Teaching beekeepers how to inspect the frames. Photo by Hives for Humanity (Facebook)
Have the programs at Hive for Humanity helped encourage any of the participants to pursue other social impact opportunities?
There’s this guy who was at one of our buildings under our mentorship. In conjunction with getting some better support for his personal health, getting a better opportunity for more independent housing, and the bees and the skills, the stability and the self-worth generated from that experience, led to him getting a job elsewhere. He’d been working at Potluck Cafe and Hives for Humanity while getting support from his doctor and his housing team — all four of those things came together and he then accepted this a job at RainCity Housing to support and different impact on his own community.
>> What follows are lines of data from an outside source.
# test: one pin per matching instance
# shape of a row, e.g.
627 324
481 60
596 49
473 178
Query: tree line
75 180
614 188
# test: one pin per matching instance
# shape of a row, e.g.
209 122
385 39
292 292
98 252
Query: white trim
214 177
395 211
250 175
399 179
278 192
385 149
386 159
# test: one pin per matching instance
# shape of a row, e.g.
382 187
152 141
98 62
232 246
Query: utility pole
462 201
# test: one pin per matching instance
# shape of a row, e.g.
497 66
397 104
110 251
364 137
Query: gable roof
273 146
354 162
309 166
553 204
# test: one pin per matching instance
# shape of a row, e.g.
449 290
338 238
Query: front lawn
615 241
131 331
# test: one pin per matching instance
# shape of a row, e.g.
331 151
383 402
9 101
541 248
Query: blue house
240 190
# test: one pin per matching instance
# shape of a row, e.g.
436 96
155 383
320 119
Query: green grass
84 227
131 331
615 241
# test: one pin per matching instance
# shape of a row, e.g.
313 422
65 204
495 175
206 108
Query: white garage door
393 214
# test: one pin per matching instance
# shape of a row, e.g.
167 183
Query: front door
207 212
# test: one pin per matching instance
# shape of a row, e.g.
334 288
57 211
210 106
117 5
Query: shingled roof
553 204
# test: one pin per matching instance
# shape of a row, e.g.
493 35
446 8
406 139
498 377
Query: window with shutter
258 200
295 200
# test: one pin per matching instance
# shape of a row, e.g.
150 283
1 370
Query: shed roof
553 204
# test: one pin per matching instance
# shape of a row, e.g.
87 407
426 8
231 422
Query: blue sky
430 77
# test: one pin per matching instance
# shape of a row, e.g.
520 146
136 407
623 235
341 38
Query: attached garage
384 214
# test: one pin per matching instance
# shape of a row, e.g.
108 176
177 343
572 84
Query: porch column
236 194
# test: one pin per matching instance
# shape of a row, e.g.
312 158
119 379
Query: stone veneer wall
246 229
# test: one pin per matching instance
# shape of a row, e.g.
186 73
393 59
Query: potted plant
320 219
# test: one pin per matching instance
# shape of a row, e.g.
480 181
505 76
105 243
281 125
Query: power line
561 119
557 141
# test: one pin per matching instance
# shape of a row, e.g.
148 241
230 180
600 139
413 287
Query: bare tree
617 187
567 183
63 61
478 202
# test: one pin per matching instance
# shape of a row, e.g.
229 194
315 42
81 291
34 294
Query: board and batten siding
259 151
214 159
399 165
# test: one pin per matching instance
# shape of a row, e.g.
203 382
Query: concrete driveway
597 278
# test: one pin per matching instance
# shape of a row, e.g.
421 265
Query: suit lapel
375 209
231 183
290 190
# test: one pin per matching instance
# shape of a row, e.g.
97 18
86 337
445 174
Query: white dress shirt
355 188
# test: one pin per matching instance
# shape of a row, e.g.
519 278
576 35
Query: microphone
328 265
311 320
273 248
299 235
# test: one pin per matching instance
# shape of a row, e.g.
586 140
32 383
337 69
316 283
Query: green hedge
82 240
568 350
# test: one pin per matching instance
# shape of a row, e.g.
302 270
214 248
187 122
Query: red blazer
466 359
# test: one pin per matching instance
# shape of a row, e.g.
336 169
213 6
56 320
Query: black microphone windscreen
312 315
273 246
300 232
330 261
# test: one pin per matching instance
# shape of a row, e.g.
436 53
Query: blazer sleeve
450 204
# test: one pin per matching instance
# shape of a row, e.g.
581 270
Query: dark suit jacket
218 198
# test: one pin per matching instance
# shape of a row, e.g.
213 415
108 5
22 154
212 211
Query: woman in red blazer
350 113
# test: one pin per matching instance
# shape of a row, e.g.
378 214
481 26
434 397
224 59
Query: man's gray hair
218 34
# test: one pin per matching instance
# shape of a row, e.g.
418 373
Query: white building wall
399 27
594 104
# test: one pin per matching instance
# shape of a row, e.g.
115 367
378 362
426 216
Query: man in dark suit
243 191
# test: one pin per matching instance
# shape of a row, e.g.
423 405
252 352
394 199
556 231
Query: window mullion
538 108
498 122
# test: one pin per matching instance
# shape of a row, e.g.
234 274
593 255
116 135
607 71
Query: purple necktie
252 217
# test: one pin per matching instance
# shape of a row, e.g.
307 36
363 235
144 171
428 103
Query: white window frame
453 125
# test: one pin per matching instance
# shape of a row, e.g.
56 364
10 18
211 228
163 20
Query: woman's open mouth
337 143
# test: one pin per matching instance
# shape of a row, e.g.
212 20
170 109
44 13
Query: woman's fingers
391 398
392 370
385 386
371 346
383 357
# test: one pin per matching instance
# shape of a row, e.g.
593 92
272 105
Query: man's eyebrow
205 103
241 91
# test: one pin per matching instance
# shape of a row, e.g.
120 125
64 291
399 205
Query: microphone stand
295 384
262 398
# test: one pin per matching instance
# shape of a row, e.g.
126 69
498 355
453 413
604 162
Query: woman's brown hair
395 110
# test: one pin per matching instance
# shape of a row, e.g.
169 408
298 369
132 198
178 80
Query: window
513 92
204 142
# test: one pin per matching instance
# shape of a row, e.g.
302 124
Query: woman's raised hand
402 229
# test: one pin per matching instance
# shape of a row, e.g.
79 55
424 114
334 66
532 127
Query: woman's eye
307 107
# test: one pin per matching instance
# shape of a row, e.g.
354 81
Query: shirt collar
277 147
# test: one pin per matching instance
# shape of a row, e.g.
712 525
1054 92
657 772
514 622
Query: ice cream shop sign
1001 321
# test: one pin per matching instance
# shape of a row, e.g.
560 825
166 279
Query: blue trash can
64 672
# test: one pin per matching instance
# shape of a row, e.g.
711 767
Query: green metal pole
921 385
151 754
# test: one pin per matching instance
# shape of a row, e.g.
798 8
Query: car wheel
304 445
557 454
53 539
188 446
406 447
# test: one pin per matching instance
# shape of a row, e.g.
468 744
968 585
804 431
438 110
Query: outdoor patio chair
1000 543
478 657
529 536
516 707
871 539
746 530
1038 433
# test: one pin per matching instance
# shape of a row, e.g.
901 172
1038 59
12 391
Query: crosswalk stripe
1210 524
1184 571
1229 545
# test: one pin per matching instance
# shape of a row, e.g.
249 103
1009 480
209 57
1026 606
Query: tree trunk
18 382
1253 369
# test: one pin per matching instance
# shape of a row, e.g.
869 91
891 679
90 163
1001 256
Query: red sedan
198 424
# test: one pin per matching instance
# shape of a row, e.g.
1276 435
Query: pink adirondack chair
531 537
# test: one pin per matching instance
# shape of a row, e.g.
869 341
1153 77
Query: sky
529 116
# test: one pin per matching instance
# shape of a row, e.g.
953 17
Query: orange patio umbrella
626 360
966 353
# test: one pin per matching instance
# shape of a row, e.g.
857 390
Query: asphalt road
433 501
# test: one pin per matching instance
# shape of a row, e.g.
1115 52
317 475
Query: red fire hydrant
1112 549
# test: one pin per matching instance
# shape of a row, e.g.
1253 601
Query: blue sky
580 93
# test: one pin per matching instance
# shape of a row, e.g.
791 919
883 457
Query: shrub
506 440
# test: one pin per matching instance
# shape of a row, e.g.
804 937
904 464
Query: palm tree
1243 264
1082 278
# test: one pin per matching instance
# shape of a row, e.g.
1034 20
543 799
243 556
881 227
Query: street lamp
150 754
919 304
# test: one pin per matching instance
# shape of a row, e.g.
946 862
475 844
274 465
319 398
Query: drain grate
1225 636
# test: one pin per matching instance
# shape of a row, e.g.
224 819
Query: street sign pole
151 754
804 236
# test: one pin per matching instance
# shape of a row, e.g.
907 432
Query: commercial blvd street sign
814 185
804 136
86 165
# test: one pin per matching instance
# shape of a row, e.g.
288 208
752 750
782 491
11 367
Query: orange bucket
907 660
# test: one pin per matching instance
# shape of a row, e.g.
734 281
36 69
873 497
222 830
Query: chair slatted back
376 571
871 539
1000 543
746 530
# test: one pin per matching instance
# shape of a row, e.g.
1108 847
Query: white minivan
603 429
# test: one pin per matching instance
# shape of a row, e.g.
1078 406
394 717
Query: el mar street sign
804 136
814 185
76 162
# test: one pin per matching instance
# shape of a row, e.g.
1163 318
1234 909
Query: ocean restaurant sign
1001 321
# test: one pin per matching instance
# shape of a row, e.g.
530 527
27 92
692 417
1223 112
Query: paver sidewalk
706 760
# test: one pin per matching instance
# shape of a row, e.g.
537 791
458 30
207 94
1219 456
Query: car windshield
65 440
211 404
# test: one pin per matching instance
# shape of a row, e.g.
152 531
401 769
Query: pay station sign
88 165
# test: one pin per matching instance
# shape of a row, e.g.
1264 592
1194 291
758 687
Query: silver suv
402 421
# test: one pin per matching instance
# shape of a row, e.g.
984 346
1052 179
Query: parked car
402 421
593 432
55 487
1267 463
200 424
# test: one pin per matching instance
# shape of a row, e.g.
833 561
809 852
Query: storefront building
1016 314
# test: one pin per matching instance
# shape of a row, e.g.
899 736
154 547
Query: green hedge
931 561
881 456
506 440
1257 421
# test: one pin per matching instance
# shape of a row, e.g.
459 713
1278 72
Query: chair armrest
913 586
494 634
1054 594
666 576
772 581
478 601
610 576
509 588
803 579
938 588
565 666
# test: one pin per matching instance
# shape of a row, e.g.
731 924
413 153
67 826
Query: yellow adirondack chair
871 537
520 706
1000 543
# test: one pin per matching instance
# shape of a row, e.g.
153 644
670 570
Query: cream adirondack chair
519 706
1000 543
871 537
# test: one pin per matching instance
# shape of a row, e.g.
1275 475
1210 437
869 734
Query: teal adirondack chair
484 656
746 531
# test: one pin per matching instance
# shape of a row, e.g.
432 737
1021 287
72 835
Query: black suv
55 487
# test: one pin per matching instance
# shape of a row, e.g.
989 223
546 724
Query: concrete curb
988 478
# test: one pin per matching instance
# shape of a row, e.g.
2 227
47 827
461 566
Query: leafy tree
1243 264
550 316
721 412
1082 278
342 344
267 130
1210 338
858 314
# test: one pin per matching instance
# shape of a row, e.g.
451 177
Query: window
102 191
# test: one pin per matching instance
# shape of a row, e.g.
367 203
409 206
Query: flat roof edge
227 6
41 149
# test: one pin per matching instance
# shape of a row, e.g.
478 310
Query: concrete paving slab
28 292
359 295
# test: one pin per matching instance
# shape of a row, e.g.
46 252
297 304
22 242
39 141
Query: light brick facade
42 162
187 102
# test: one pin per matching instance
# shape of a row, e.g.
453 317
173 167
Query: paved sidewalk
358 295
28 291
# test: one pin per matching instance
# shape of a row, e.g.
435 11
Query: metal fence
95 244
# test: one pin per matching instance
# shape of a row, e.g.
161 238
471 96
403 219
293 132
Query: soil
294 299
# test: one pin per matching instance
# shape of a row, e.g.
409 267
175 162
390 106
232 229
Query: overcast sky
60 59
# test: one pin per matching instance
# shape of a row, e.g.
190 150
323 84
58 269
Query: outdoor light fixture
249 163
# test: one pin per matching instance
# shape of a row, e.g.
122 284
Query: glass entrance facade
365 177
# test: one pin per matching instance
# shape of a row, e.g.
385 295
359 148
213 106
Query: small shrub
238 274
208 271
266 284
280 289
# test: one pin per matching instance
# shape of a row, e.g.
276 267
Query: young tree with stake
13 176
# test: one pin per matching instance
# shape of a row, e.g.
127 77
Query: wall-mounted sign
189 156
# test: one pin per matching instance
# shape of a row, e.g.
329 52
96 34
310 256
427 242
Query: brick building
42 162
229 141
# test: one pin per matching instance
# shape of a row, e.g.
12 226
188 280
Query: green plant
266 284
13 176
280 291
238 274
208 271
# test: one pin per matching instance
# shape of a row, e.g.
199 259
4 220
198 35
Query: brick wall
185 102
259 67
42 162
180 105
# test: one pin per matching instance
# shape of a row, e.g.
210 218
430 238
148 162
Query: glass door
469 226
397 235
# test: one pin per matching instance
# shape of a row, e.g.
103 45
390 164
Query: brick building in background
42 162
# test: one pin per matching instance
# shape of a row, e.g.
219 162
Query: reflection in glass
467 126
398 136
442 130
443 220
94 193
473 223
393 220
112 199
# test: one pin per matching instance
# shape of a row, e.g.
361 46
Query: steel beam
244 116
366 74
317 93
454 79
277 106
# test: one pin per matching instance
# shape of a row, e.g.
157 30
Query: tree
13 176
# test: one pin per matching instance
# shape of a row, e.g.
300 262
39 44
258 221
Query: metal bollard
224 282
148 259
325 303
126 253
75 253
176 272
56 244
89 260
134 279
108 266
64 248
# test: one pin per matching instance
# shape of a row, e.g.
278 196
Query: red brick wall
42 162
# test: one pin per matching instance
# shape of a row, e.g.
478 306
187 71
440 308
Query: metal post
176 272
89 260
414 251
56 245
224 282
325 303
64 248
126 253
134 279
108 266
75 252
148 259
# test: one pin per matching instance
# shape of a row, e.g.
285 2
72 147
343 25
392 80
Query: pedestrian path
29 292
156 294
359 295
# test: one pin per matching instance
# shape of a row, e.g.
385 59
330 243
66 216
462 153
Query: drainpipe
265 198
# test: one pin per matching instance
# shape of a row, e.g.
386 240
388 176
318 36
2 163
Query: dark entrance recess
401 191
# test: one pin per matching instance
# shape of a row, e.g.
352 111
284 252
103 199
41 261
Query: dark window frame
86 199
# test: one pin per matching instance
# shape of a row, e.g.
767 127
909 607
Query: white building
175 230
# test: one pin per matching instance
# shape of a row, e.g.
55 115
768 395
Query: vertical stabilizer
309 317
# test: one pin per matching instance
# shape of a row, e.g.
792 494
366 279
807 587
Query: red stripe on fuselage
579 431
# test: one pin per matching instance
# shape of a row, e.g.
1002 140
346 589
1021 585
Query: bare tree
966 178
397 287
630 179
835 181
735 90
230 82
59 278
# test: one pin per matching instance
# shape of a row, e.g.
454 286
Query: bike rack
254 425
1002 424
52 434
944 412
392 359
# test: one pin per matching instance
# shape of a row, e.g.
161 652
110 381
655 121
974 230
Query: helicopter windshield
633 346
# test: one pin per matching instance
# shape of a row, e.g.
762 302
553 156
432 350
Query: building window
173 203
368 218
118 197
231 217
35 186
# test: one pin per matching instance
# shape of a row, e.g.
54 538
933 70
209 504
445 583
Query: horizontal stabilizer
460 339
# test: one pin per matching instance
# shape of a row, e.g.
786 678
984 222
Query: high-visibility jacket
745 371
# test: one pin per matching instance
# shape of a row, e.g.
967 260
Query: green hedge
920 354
Any advice for people who want to build community through a social enterprise?
You need to establish trust. That’s why we have such a rich list of partners because there’s so much value in having strong partnerships, you can access the community that the partner has been doing all the relationship building with. I think we’re stronger when we partner and collaborate.
What I always say is you need somebody who is an expert beekeeper, and you need someone who is an expert in that community, in building community relations, in building community engagement. Being an expert means you have to know how to build relationships based on respect and dignity. If you can do that, then the beekeeper can come in or the master gardener can come in with their skills. You need that solid social piece for those other pieces to work if you’re doing it in a community that faces barriers to stability. Know the balance between environment and social, it is really key. I don’t think either can succeed without the other. Having your key people who are experts in both fields and crossover partnership. That’s the critical piece and the sustaining factor in any social enterprise.